Clearly last week was one of tooing and froing as you can see on the long tails on the daily bars above. My stop on the modified turtle is 1663 now and if this breaks it would trigger me into a discretionary short.

On commodity markets Gold also recovered from early losses ($1333.35 oz.) but like the S&P it too is dancing around at the waiting on the next catalyst higher. A break back below $1308 could get ugly this week while a break above $1345 should kick it to the next level. Crude retested the line it broke up and through and has held for the past couple of weeks and a fall below $103. 89 opens up a big fall. Our friends Corn and Soybeans were a bit more quiet than recently only falling 0.81% and 0.41%. Dr copper was 2.49% lower as fears continue to grow about the outlook for Chinese growth and particularly because the  Chinese Investment Corporation has, in the words of the FT, " switched emphasis away from commodities to financial stocks in its overseas equity holdings over the past year" - FT article here.

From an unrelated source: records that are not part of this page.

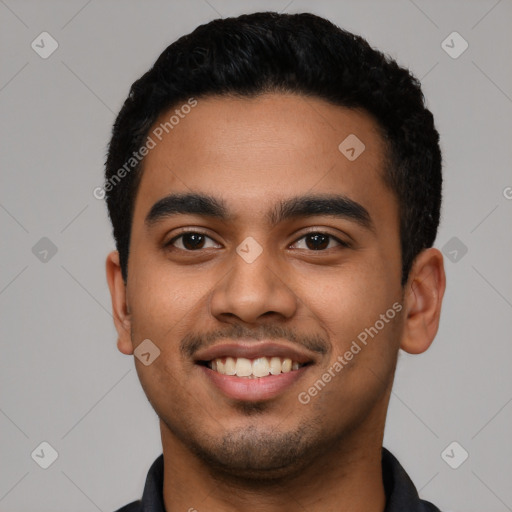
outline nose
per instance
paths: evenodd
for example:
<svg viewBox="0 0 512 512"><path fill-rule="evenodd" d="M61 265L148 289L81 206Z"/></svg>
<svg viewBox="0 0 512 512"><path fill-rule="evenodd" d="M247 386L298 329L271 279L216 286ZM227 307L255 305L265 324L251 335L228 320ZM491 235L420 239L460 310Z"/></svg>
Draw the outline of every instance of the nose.
<svg viewBox="0 0 512 512"><path fill-rule="evenodd" d="M291 318L298 299L275 258L263 250L249 261L233 252L230 270L212 291L211 314L219 321L236 317L246 323L271 315Z"/></svg>

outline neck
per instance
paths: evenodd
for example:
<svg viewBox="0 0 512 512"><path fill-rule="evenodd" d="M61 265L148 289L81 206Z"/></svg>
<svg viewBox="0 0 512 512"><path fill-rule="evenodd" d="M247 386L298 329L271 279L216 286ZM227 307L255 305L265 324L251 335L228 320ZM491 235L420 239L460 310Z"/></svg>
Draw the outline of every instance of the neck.
<svg viewBox="0 0 512 512"><path fill-rule="evenodd" d="M212 470L160 423L167 512L384 511L381 430L360 428L300 471L262 481Z"/></svg>

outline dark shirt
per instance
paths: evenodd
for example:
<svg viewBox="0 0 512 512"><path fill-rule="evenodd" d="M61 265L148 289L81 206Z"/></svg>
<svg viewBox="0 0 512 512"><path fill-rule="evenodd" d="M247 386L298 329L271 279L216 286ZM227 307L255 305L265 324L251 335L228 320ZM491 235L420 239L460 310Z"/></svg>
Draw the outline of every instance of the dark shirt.
<svg viewBox="0 0 512 512"><path fill-rule="evenodd" d="M386 492L384 512L440 512L432 503L420 500L418 492L394 455L382 448L382 475ZM116 512L165 512L163 499L164 456L149 469L142 500L125 505Z"/></svg>

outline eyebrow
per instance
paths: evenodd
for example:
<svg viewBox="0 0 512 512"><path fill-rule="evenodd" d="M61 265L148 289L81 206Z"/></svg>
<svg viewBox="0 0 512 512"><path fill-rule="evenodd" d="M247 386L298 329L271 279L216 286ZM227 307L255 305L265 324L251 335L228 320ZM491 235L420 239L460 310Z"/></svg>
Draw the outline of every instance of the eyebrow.
<svg viewBox="0 0 512 512"><path fill-rule="evenodd" d="M170 194L158 200L146 216L148 227L176 215L199 215L233 221L235 215L222 199L207 194L185 193ZM368 210L356 201L339 194L305 195L284 199L275 205L266 215L270 226L288 219L313 216L328 216L346 219L361 227L375 231L375 225Z"/></svg>

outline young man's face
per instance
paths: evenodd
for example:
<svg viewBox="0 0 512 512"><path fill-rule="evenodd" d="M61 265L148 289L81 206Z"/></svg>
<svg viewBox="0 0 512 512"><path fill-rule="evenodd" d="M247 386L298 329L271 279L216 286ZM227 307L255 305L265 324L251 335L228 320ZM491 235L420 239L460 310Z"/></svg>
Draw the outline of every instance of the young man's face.
<svg viewBox="0 0 512 512"><path fill-rule="evenodd" d="M338 149L351 134L364 144L359 156L354 143ZM410 308L375 122L295 95L199 98L156 142L137 192L126 290L115 255L109 272L119 349L149 339L160 350L136 367L164 446L272 476L344 443L379 445ZM150 221L171 194L214 198L225 218L162 207ZM337 215L325 203L283 215L282 203L313 196L338 198ZM176 238L190 231L202 236ZM260 378L208 368L228 356L307 364ZM265 361L256 368L268 371Z"/></svg>

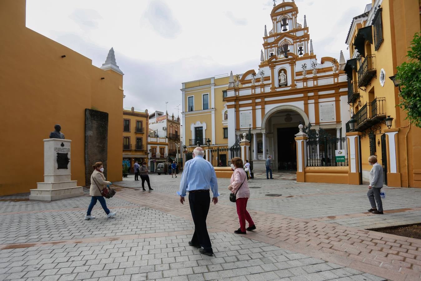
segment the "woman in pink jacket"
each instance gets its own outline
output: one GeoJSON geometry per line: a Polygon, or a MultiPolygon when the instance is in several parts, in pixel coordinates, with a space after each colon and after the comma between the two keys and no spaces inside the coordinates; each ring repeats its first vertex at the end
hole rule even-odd
{"type": "Polygon", "coordinates": [[[234,157],[231,159],[231,168],[234,170],[231,176],[231,185],[228,189],[231,193],[236,195],[237,214],[240,220],[240,228],[234,231],[238,234],[246,234],[245,230],[250,231],[256,229],[253,220],[246,209],[247,201],[250,197],[250,190],[246,179],[247,175],[244,171],[242,160],[240,157],[234,157]],[[245,221],[248,222],[248,227],[245,228],[245,221]]]}

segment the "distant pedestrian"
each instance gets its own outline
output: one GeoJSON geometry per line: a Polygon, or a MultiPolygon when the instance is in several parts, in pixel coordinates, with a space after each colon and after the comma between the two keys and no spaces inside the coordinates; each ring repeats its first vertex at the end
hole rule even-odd
{"type": "Polygon", "coordinates": [[[371,209],[368,211],[373,214],[383,214],[383,205],[380,197],[380,190],[383,187],[383,168],[377,162],[377,157],[375,155],[368,158],[368,163],[373,165],[370,171],[370,185],[367,192],[367,196],[371,205],[371,209]]]}
{"type": "Polygon", "coordinates": [[[146,166],[146,162],[144,162],[142,163],[142,166],[139,170],[139,173],[140,174],[140,179],[142,180],[142,188],[144,191],[145,189],[145,181],[148,183],[148,187],[149,190],[153,190],[153,189],[151,188],[151,183],[149,181],[149,175],[148,172],[148,167],[146,166]]]}
{"type": "Polygon", "coordinates": [[[137,161],[133,165],[133,167],[134,169],[134,180],[139,180],[139,171],[140,170],[140,165],[139,165],[137,161]]]}
{"type": "Polygon", "coordinates": [[[206,217],[209,210],[210,197],[209,189],[213,193],[212,202],[218,203],[218,182],[215,169],[208,161],[203,159],[205,152],[198,147],[193,151],[193,158],[184,164],[180,191],[180,203],[184,204],[184,196],[189,192],[189,204],[195,223],[195,233],[189,245],[196,248],[203,247],[199,252],[204,254],[213,254],[210,239],[206,228],[206,217]]]}
{"type": "Polygon", "coordinates": [[[176,169],[177,168],[177,164],[176,164],[176,161],[173,161],[173,163],[171,164],[171,177],[173,177],[173,175],[175,175],[176,177],[177,177],[177,174],[176,174],[176,169]]]}
{"type": "Polygon", "coordinates": [[[235,230],[234,233],[245,234],[246,230],[250,231],[256,229],[254,222],[247,210],[247,201],[250,198],[250,190],[246,180],[245,172],[243,169],[242,160],[240,157],[234,157],[231,159],[231,163],[235,166],[235,169],[231,176],[231,184],[228,189],[231,191],[231,193],[236,195],[235,204],[240,221],[240,228],[235,230]],[[248,227],[247,228],[245,228],[246,220],[248,222],[248,227]]]}
{"type": "Polygon", "coordinates": [[[270,179],[273,179],[272,176],[272,168],[270,167],[270,160],[272,159],[272,156],[269,155],[269,157],[266,159],[266,179],[269,179],[269,172],[270,172],[270,179]]]}
{"type": "Polygon", "coordinates": [[[249,175],[250,173],[250,163],[248,163],[248,160],[247,159],[245,162],[245,163],[244,163],[244,171],[245,172],[245,174],[247,176],[247,180],[248,180],[249,175]]]}
{"type": "Polygon", "coordinates": [[[111,212],[107,207],[105,198],[104,198],[101,191],[105,188],[105,186],[111,185],[112,183],[111,182],[105,180],[105,177],[104,175],[104,168],[102,166],[102,162],[97,162],[92,166],[93,168],[93,172],[91,175],[91,187],[89,188],[89,195],[91,197],[91,203],[88,207],[86,215],[85,216],[85,219],[92,219],[95,217],[91,215],[91,212],[92,211],[93,206],[96,204],[96,201],[99,201],[102,209],[105,211],[107,218],[114,217],[117,212],[111,212]]]}

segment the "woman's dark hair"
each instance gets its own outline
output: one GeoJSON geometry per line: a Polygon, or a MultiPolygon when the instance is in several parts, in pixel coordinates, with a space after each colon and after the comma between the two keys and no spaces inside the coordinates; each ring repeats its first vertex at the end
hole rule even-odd
{"type": "Polygon", "coordinates": [[[97,169],[102,165],[102,162],[97,162],[95,163],[95,164],[92,166],[92,168],[95,169],[97,169]]]}
{"type": "Polygon", "coordinates": [[[231,163],[234,164],[236,168],[244,168],[242,163],[242,159],[240,157],[234,157],[231,159],[231,163]]]}

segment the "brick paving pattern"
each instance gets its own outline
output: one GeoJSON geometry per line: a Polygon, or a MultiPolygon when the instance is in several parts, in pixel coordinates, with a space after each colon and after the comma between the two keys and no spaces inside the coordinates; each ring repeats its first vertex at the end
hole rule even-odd
{"type": "Polygon", "coordinates": [[[118,188],[107,200],[117,212],[111,219],[97,204],[92,214],[97,218],[83,219],[86,195],[52,202],[25,201],[27,195],[0,198],[0,280],[421,277],[421,241],[363,229],[420,222],[421,190],[387,190],[385,209],[394,211],[379,217],[364,213],[365,187],[253,180],[250,186],[260,188],[250,190],[248,209],[258,229],[242,236],[232,233],[238,219],[227,199],[228,179],[218,179],[223,195],[208,220],[215,252],[210,257],[187,245],[194,226],[188,205],[175,195],[180,177],[150,177],[151,192],[130,177],[116,183],[129,188],[118,188]]]}

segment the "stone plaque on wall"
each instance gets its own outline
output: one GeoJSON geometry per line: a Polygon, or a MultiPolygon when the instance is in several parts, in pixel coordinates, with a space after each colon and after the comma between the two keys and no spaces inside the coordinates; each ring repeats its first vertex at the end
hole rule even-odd
{"type": "Polygon", "coordinates": [[[320,104],[319,110],[321,122],[335,120],[335,105],[333,103],[320,104]]]}
{"type": "Polygon", "coordinates": [[[251,111],[242,111],[240,112],[240,126],[248,128],[251,124],[251,111]]]}
{"type": "Polygon", "coordinates": [[[88,185],[95,162],[102,162],[107,178],[108,113],[88,108],[85,113],[85,174],[88,185]]]}

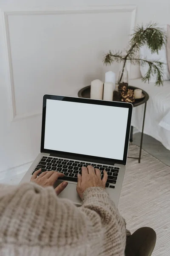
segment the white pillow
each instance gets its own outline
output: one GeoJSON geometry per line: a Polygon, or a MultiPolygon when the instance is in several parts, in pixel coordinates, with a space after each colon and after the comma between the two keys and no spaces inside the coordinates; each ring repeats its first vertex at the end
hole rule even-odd
{"type": "MultiPolygon", "coordinates": [[[[160,26],[167,31],[167,25],[164,26],[160,26]]],[[[163,73],[163,80],[169,80],[170,79],[170,74],[168,70],[168,67],[167,62],[167,48],[166,46],[164,46],[163,47],[159,52],[158,54],[156,52],[151,53],[150,50],[148,48],[146,45],[142,46],[140,49],[140,57],[141,58],[147,59],[148,61],[158,60],[163,62],[162,70],[163,73]]],[[[145,76],[146,73],[148,70],[149,65],[146,63],[144,66],[142,67],[140,65],[140,69],[141,72],[141,75],[143,77],[145,76]]],[[[156,75],[151,75],[150,82],[155,83],[156,79],[156,75]]]]}

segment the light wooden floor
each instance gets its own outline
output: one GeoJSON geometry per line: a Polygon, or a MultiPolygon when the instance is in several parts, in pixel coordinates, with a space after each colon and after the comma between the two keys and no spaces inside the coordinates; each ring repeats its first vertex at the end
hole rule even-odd
{"type": "MultiPolygon", "coordinates": [[[[141,134],[139,132],[133,134],[133,144],[140,145],[141,136],[141,134]]],[[[165,164],[170,166],[170,151],[165,148],[158,140],[150,136],[144,134],[142,148],[165,164]]]]}

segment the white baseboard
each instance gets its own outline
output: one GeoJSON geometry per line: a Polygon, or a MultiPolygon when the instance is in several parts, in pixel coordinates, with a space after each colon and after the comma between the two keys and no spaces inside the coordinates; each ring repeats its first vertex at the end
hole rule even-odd
{"type": "Polygon", "coordinates": [[[12,180],[17,176],[22,176],[24,175],[29,169],[32,162],[27,163],[19,166],[14,167],[0,172],[0,183],[11,183],[12,180]]]}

Now a quick look at the data this week. We have the Bank of England, ECB and the Fed all having their meetings and announcing the results of same. We get the preliminary read on US Q2 GDP and then at the end of the week we get non-farm payrolls in the US.

It is a critical time for the Fed - they are likely to want to reinforce the clear distinction between taper and interest rates but i strongly believe that they are also likely to reinforce that the taper is a prudent step to begin soon. Certainly Hilsenrath's article last Thursday suggested a certain dovishness from the Fed but he got it wrong just before the last FOMC meeting so he is possibly as much the Oracle of nowhere as much as he is the Oracle of Liberty Street.

We'll know later this week but complicating things just a few hours before the Fed announcement is the US GDP for Q2 which is expected to slow to an annualised 1.2%.

Equally important now that Mark Carney has had time to get his feet under the desk is the message we get from the ECB about rates. Many expected he would hit the ground running at his first meeting but this belies the very nature of central bankers even ones as forward looking as Carney. But his second meeting is a very different kettle of fish. GBP has been gently gaining against the USD recently and Carney may want to be rid of that trend and it is clear that outside London the UK economy still needs considerable stimulus.

Likewise in Europe the ECB will be concerned that the Chinese slowdown is going to have material impacts on them even if the PMI's have been a little better lately. So we'd expect some dovishness there too. That's not to say its all bad in Europe because the data has been beating expectations but a weaker China means a weaker Germany.

Then of course at the end of the week we get non-farm payrolls with the market expecting +184k according to FX Street.

It is a big week of announcements of data - the single biggest week on this basis probably all year because of both the convergence of data and where we are in the debate about the Fed.

For traders there is chance of great reward but also great risk - knowing your systems and your stops will be a must to end this week in the black.

But the key thing for me is that we have an Aussie dollar within sight of the top of its 90-93.30/50 range. We have an S&P near its all time high but starting to look a bit wobbly and we have a similar setup in the DAX in particular and the FTSE to a certain degree. We have gold looking like it might have had a false break but still pointing higher and we have crude which might just have topped for this run higher. 

We also have FX speculators that are still long US dollars and very short Aussie dollars and Yen. It is a set up for volatility, it is a setup for making losses and it is a set-up for some big and sustainable breaks in either direction if it happens. 

Over the weekend in my weekly newsletter I quoted David Einhorn as saying that his firm had cut back positions because it saw volatility coming and wanted to take advantage of it. It is a prudent message for all of us who trade as this week we could be right as many times as we are wrong or even more but still lose money because the market whip saws. 

Time to don the helmet and be careful.